Seria referendów rozpoczęła się w poniedziałek od kopalni Polkowice — Sieroszowice. Wyniki pierwszego mają być znane w piątek.
Akcja prowadzona jest równolegle przez Związek Zawodowy Pracowników Przemysłu Miedziowego, kontrolowany przez posła SLD Ryszarda Zbrzyznego oraz „Solidarność”, którą kieruje w KGHM Józef Czyczerski, członek Rady Nadzorczej. Postulaty ZZPPM to m.in. podwyżka wynagrodzeń o 300 zł (dziś średnia płaca w KGHM to ponad 8 tys. zł zł) i 10 — letnie gwarancje zatrudnienia dla blisko 18,5 tysięcznej załogi w przypadku utraty kontroli skarbu państwa nad spółką. „S” chce utrzymania poziomu wynagrodzeń i gwarancji zatrudnienia aż na 20 lat.
Według związkowców prywatyzacja KGHM to realna obawa. Przypominają, że w styczniu rząd Donalda Tuska, obniżając z 40 do nieco ponad 30 proc. udział skarbu państwa w firmie sprzeniewierzył się obietnicom, składanym osobiście przez premiera w Lubinie w 2007 roku, w trakcie kampanii do parlamentu.
- Obawa pracowników KGHM i ich rodzin zmaterializowała się w pierwszej turze wyborów prezydenckich — zauważa Czyczerski. — Dwa miedziowe powiaty: lubiński i polkowicki, zagłosowały za Jarosławem Kaczyńskim.
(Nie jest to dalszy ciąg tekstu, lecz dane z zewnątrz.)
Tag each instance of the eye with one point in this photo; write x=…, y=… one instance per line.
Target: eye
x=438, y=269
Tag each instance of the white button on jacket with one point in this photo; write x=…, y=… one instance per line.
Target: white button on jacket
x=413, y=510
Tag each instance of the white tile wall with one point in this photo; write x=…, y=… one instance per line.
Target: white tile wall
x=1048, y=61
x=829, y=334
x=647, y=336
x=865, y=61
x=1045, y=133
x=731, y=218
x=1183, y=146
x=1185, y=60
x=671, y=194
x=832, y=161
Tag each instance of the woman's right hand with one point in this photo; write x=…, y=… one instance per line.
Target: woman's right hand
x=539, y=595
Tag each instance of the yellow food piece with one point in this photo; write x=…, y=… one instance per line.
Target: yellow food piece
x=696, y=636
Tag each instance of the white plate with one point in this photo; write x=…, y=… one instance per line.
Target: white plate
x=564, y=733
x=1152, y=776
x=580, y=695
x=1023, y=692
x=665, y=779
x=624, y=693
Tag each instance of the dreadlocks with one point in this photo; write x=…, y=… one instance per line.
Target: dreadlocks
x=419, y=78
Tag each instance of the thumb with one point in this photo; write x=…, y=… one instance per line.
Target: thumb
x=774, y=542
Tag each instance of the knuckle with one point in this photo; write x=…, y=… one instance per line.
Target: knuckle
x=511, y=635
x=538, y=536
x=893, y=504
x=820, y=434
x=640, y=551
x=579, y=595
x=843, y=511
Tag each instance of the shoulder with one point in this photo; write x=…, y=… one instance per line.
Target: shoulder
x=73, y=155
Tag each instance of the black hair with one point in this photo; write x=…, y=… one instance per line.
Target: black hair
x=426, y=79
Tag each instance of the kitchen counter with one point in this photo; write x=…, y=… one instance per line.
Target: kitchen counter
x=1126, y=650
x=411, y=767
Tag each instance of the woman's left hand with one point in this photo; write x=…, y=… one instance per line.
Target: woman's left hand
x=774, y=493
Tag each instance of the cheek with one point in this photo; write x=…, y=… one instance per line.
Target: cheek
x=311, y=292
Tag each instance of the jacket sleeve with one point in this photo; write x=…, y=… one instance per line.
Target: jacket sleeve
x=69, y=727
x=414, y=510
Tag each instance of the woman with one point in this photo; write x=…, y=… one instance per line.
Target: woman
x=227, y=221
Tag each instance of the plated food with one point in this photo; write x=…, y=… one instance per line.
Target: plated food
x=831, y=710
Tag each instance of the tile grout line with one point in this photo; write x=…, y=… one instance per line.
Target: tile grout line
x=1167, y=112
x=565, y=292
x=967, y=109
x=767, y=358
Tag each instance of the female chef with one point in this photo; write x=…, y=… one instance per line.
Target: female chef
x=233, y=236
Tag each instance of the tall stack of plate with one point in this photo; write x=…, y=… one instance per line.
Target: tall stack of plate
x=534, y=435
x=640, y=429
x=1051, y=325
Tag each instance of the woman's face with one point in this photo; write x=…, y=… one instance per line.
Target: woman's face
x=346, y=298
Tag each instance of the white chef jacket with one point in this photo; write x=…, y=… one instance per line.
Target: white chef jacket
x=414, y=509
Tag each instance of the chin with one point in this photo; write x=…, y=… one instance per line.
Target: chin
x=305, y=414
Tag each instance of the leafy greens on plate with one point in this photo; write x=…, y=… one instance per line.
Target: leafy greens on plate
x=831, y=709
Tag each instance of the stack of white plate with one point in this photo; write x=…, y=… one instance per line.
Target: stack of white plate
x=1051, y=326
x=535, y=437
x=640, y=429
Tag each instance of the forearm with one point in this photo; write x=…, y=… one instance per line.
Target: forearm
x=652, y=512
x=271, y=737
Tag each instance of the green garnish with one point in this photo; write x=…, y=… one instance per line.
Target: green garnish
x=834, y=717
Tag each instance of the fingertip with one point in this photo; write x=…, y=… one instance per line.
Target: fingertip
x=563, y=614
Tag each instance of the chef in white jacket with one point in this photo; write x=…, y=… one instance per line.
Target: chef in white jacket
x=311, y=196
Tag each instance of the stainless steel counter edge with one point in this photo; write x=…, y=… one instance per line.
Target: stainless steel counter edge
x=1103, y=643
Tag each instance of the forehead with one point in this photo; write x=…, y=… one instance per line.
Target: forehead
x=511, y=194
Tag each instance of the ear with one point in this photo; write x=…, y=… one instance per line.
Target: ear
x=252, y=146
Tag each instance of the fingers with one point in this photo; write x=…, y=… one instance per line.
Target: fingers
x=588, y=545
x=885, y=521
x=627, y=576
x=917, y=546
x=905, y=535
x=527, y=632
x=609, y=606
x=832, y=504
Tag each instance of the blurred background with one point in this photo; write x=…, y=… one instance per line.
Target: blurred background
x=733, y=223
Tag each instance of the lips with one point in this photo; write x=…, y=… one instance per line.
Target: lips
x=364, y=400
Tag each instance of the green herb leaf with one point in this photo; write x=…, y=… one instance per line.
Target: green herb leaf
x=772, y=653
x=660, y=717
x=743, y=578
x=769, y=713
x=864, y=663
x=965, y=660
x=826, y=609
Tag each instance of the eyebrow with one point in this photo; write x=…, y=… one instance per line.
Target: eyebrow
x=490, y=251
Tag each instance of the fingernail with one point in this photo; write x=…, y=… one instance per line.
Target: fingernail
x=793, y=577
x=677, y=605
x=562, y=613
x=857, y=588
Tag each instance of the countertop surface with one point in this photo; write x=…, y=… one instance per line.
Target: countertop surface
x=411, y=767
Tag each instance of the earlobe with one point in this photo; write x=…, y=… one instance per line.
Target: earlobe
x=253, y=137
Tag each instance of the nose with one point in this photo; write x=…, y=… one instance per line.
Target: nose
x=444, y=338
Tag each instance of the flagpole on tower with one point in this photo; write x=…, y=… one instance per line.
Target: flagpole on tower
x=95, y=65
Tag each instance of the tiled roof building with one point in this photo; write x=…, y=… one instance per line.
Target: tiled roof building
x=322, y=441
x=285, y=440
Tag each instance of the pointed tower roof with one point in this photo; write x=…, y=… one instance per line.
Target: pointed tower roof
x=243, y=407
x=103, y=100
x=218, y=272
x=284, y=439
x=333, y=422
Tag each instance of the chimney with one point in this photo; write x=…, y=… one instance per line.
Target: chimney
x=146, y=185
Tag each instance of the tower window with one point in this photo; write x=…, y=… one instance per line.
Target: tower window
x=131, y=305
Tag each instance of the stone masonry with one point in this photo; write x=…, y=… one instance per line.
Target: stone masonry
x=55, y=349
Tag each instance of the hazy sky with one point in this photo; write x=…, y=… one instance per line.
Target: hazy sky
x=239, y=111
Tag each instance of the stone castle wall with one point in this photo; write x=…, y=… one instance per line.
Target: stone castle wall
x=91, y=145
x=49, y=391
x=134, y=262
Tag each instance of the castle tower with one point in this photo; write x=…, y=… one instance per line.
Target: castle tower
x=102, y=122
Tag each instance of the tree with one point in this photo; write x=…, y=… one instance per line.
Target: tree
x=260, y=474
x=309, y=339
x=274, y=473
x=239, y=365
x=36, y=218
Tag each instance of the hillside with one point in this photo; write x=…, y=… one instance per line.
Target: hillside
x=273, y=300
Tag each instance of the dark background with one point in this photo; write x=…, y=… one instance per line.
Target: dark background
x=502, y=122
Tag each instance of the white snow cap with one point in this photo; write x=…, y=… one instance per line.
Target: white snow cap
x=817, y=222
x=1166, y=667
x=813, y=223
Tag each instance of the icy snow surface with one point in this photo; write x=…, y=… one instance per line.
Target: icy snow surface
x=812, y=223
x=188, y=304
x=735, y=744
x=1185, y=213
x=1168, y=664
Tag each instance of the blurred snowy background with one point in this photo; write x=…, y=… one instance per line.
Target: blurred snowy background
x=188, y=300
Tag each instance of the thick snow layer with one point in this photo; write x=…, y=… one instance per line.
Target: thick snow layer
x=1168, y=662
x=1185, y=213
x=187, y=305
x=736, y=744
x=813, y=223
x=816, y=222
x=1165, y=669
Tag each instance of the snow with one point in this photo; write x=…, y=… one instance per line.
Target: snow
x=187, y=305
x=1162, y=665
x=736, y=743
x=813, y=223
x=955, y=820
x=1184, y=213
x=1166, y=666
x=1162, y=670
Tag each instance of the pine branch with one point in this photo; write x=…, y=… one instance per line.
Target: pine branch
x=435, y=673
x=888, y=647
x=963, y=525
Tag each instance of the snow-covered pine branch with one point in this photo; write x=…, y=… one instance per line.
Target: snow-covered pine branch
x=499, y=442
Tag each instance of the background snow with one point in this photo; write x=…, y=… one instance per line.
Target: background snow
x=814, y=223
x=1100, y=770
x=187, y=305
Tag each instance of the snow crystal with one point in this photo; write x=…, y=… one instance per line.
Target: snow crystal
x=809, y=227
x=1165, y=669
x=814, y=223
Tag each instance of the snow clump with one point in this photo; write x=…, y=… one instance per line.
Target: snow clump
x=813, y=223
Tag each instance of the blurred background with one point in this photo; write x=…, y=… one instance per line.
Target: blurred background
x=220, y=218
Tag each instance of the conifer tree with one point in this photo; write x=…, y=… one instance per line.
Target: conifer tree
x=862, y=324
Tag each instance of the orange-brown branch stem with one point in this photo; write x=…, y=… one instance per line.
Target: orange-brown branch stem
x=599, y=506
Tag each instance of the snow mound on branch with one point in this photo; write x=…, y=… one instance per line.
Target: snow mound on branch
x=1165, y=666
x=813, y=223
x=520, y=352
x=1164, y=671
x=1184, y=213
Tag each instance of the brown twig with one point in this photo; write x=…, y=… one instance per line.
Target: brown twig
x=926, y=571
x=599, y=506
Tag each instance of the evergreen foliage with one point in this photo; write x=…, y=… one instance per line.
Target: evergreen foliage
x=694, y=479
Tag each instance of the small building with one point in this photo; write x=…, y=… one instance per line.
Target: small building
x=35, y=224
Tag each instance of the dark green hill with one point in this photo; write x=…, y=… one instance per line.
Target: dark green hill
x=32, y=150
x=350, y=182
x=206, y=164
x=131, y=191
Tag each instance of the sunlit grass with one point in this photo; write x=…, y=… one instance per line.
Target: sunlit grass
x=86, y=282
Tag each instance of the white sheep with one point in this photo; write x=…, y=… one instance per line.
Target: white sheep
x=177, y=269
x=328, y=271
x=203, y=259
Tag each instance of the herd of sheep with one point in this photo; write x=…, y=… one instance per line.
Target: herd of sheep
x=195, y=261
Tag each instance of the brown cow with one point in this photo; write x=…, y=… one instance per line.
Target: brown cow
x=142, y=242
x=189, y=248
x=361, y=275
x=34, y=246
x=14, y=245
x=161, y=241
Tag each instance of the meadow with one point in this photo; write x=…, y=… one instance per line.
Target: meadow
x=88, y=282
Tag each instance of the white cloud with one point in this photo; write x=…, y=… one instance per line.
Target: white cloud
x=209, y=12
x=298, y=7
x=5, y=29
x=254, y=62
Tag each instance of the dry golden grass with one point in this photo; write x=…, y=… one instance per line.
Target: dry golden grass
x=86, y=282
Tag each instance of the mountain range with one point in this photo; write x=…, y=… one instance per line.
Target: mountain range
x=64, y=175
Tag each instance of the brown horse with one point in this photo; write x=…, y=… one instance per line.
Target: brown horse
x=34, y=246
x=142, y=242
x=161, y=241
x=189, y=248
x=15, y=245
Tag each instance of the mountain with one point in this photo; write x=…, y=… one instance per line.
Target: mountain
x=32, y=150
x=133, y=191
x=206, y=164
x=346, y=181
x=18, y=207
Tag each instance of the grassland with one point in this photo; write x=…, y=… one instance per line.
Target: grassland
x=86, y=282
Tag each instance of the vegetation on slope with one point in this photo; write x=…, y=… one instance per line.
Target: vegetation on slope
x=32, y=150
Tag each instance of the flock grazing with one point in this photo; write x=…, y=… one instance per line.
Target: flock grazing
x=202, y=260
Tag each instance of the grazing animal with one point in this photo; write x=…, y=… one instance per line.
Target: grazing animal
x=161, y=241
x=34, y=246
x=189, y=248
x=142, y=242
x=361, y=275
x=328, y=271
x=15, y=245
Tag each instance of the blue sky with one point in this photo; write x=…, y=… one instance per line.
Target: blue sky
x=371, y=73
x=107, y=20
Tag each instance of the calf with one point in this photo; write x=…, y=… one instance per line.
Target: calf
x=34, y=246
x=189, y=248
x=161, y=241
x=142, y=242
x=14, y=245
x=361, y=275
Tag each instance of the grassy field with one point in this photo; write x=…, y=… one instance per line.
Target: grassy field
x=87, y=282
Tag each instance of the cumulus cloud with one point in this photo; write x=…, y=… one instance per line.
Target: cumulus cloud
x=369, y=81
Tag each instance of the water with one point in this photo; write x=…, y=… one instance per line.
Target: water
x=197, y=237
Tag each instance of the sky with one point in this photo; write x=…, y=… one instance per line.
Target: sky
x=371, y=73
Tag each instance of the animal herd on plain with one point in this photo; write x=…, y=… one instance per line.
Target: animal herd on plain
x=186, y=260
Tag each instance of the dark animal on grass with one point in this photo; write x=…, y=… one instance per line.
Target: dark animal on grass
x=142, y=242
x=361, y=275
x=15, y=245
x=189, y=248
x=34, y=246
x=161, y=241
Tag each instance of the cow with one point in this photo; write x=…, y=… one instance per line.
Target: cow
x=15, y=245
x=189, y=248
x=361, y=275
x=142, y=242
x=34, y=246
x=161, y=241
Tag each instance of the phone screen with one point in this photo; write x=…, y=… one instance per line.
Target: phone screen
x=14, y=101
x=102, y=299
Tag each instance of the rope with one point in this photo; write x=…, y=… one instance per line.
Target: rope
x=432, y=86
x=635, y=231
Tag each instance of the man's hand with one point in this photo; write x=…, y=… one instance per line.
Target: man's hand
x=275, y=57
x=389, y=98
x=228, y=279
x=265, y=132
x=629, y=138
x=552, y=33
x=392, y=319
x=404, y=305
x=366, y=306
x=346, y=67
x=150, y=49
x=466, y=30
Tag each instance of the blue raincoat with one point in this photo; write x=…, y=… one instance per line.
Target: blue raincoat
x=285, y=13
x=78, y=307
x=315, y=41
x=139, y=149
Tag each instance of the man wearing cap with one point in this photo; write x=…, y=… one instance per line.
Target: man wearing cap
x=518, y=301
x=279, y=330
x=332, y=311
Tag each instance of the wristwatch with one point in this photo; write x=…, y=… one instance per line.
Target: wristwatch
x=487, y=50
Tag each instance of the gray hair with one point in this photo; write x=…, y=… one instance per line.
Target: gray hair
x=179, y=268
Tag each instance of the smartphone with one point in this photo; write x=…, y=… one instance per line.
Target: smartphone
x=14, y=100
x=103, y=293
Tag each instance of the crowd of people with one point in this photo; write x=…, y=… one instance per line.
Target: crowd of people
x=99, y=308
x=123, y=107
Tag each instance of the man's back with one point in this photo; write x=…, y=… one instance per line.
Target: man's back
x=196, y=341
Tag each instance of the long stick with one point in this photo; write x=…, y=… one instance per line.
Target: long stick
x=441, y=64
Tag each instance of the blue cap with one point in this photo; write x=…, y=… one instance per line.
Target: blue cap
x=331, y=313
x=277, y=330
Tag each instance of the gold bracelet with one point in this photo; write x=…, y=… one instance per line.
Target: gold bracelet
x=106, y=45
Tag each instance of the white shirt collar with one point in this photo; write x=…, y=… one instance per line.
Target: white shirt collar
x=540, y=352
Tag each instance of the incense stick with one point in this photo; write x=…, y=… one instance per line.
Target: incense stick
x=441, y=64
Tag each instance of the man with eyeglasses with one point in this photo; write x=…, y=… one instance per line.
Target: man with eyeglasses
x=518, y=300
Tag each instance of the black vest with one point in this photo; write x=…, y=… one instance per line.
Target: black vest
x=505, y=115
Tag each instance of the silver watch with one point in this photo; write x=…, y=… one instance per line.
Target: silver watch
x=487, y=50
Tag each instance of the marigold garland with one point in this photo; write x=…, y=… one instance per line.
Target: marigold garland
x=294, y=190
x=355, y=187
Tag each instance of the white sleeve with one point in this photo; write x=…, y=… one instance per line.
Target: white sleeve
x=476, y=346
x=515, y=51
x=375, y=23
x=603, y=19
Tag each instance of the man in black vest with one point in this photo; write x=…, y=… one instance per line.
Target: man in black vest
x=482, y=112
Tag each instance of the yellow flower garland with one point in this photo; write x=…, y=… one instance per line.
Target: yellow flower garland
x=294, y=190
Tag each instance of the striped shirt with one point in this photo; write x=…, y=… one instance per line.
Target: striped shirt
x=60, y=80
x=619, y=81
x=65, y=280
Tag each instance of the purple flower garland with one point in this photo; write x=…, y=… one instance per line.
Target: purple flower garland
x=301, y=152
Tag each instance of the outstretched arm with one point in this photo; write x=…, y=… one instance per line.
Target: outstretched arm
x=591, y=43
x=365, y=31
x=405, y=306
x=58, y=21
W pozostałych częściach Dolnego Śląska wygrywał Bronisław Komorowski. Szef „S” podkreśla, że niechęć zarządu do rozmów prowadzi wprost do strajku, którego związki wolałyby uniknąć. — Ale nawet negocjator wyznaczony przez ministra pracy dziwił się, że mamy tak słaby układ zbiorowy, bez gwarancji socjalnych w procesie prywatyzacji — podkreśla. Ile mogą kosztować spółkę związkowe postulaty? 300 — złotowa podwyżka dla każdego pracownika po uwzględnieniu podatku, ZUS itp. to blisko 180 mln zł rocznie w skali koncernu.
- Automatyczna podwyżka dla wszystkich nie ma nic wspólnego z oceną i efektywnością pracy pracownika – komentuje Ryszard Janeczek, wiceprezes ds. produkcji KGHM. — A w sytuacji gorszych warunków ekonomicznych może prowadzić do redukcji zatrudnienia.